5. Andrew describes the Wasatch mountains as ruling the town, as a “mountain bureaucracy” that negotiated the light and colonized the townspeople. Why might Andrew have decided to describe the mountains in such specific and unusual terms, as a “bureaucracy”? How might this connect with Andrew’s later experience with a different kind of bureaucracy in Washington, D.C.?

6. When Andrew connects Briony to the brain graph machine, he says, “I saw things more intimately Briony’s than if I had seen her undressed.” What does he mean by this? What are the implications of this “cephalic-invasive” voyeurism for Andrew and Briony’s relationship?
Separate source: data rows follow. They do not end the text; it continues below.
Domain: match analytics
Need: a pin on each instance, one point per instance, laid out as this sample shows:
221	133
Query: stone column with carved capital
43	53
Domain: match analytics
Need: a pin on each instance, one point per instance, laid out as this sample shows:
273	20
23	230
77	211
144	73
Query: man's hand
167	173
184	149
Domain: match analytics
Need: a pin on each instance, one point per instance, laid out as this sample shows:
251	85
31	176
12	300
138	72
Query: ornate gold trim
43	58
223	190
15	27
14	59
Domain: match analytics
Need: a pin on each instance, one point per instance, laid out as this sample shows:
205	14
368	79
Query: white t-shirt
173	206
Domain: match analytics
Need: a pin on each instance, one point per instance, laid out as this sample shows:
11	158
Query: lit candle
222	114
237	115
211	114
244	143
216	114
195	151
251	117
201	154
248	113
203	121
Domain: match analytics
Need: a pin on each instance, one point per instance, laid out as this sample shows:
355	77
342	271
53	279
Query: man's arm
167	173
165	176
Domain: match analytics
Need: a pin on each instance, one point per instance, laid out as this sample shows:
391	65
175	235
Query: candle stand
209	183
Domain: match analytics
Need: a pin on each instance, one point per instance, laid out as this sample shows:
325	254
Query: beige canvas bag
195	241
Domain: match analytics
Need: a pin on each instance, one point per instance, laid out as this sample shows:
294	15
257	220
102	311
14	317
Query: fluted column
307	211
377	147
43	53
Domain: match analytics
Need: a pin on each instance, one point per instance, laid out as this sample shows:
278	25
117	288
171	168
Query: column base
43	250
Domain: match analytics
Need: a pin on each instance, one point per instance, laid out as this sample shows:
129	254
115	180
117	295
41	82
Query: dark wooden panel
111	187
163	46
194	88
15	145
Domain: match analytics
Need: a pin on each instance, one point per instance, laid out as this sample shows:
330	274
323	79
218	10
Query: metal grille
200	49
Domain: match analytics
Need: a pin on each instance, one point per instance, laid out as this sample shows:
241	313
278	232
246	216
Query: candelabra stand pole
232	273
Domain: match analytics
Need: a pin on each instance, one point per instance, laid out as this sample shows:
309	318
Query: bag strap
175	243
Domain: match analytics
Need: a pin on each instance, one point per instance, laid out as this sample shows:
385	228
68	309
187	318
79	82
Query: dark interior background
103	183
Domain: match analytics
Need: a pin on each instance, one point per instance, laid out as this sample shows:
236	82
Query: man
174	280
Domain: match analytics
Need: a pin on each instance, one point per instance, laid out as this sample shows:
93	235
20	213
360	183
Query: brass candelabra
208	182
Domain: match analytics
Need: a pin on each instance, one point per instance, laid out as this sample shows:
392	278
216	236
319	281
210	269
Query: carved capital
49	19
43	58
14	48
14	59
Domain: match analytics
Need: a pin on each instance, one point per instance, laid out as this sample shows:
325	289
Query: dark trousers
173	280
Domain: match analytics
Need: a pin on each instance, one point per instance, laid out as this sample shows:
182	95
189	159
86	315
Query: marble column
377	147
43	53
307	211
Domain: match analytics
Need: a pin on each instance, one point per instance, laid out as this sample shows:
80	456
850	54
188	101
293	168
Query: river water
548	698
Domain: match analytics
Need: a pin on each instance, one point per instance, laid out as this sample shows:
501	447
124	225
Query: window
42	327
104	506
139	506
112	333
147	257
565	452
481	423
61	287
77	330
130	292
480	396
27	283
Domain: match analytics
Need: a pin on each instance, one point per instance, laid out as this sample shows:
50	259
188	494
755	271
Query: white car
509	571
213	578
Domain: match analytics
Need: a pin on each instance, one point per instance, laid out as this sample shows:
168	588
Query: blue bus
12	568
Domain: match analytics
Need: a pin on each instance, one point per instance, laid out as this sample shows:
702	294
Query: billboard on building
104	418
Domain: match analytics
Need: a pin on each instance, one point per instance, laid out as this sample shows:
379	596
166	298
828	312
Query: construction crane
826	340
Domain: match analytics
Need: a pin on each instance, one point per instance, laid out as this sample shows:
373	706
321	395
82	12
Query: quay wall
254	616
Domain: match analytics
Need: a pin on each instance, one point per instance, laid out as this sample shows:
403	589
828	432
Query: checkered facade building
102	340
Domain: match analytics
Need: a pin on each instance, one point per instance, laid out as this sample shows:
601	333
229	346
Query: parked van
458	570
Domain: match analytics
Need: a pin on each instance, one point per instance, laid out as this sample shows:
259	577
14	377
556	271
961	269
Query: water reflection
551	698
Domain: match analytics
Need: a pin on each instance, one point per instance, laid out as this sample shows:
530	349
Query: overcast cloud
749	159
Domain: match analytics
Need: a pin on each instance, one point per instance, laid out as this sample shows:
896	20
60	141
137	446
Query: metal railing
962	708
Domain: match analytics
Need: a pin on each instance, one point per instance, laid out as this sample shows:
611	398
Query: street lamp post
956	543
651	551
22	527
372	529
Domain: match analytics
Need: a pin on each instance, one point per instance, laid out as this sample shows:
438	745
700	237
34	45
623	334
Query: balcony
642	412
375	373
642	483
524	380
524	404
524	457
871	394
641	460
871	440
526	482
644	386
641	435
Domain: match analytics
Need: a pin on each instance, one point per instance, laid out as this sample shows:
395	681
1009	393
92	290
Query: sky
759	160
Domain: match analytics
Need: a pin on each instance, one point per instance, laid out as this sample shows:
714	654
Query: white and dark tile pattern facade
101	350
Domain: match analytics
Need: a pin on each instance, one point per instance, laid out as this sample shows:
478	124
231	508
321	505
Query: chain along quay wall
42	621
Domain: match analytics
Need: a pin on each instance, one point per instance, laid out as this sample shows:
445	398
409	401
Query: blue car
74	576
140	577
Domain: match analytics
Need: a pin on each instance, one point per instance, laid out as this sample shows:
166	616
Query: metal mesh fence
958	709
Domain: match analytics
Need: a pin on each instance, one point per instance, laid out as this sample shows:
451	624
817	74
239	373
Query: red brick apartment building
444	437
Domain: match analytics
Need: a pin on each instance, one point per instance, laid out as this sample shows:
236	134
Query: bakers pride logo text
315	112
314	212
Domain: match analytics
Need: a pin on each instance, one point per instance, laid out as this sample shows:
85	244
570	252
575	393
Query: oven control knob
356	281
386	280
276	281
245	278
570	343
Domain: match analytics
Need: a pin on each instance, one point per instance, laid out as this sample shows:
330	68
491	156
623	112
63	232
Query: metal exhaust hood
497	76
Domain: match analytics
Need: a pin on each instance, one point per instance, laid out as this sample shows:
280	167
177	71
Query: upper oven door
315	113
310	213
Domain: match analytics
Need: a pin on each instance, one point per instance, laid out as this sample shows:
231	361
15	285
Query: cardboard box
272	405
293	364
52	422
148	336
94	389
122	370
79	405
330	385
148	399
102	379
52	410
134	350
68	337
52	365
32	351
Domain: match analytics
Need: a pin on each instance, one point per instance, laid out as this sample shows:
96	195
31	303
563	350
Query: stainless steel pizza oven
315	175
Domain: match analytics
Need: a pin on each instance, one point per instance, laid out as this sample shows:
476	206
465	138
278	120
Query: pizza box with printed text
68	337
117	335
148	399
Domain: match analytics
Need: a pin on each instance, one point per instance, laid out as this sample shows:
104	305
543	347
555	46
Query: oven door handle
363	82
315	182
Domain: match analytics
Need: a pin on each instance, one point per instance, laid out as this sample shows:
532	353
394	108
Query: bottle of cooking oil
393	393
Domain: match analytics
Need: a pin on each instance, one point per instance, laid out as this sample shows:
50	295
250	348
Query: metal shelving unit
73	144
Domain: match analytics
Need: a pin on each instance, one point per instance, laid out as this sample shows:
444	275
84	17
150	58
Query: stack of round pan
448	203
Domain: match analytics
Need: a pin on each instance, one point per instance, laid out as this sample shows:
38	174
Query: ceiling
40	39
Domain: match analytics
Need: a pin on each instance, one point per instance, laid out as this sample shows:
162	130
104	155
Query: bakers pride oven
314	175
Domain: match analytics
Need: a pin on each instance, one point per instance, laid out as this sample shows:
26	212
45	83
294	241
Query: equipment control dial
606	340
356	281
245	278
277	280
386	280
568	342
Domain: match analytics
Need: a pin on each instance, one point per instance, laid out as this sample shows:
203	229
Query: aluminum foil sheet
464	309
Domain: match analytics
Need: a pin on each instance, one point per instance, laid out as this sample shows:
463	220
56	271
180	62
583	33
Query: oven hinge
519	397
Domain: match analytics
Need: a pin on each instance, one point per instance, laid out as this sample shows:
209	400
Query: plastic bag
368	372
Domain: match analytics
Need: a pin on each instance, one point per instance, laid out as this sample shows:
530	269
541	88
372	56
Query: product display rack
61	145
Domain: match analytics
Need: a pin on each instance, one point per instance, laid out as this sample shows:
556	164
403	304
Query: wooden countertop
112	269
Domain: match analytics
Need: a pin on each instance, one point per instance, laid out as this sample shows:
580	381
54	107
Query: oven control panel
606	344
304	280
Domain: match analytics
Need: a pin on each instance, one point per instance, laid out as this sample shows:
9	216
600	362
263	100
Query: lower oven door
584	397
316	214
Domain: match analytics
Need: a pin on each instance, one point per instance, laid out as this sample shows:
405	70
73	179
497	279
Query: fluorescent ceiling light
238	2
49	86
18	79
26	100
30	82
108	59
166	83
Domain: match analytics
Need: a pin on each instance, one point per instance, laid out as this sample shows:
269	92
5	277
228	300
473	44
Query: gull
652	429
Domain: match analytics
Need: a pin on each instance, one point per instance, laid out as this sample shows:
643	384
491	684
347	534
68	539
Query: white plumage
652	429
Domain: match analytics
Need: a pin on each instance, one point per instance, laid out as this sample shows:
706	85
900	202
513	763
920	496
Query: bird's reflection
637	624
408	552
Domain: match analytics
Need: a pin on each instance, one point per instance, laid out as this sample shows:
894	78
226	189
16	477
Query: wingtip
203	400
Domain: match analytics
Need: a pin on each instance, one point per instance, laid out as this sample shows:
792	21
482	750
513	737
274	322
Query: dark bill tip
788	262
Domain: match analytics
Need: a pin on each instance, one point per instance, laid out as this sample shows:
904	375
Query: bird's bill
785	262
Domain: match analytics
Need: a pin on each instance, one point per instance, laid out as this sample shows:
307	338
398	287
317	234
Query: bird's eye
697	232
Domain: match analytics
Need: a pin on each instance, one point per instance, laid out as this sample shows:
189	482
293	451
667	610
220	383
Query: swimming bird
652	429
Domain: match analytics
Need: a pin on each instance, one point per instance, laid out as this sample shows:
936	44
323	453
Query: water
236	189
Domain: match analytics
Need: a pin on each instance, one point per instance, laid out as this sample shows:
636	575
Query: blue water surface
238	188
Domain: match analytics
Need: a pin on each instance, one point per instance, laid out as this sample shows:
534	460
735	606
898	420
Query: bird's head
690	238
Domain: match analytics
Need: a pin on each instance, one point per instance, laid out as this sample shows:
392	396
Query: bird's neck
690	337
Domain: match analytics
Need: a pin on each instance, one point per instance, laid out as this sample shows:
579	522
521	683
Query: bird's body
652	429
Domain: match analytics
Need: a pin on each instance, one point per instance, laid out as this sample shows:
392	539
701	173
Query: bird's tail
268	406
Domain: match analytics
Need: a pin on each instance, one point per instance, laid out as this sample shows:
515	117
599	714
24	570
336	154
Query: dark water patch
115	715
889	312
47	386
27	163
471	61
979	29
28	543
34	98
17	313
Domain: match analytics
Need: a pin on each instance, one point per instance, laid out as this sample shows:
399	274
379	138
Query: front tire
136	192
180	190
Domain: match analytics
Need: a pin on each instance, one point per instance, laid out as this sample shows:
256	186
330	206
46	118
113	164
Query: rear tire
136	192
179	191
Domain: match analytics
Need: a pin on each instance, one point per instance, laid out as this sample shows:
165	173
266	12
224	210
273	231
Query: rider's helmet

7. Mark Twain is a recurring motif in the book. Why do you think Andrew is so drawn to Twain? Think of when Andrew refers to the “imperial outrages annotated by MT in the last years of his life.” Twain lived through a different imperialistic era in America (the late 1800s and early 1900s), but how might this resonate with “imperial outrages” in Andrew’s own lifetime?

8. Andrew describes the possibility of a human yearning for a group brain, a larger social mind: “Perhaps we long for something like the situation these other creatures have— the ants, the bees— where the thinking is outsourced.” He mentions that this kind of thinking “brings us to politics.” What does he mean by this? How might this relate, specifically, to his encounters with the White House later in the book? What are other instances, in the book and in real life, when humans are drawn to this kind of “group brain” phenomenon?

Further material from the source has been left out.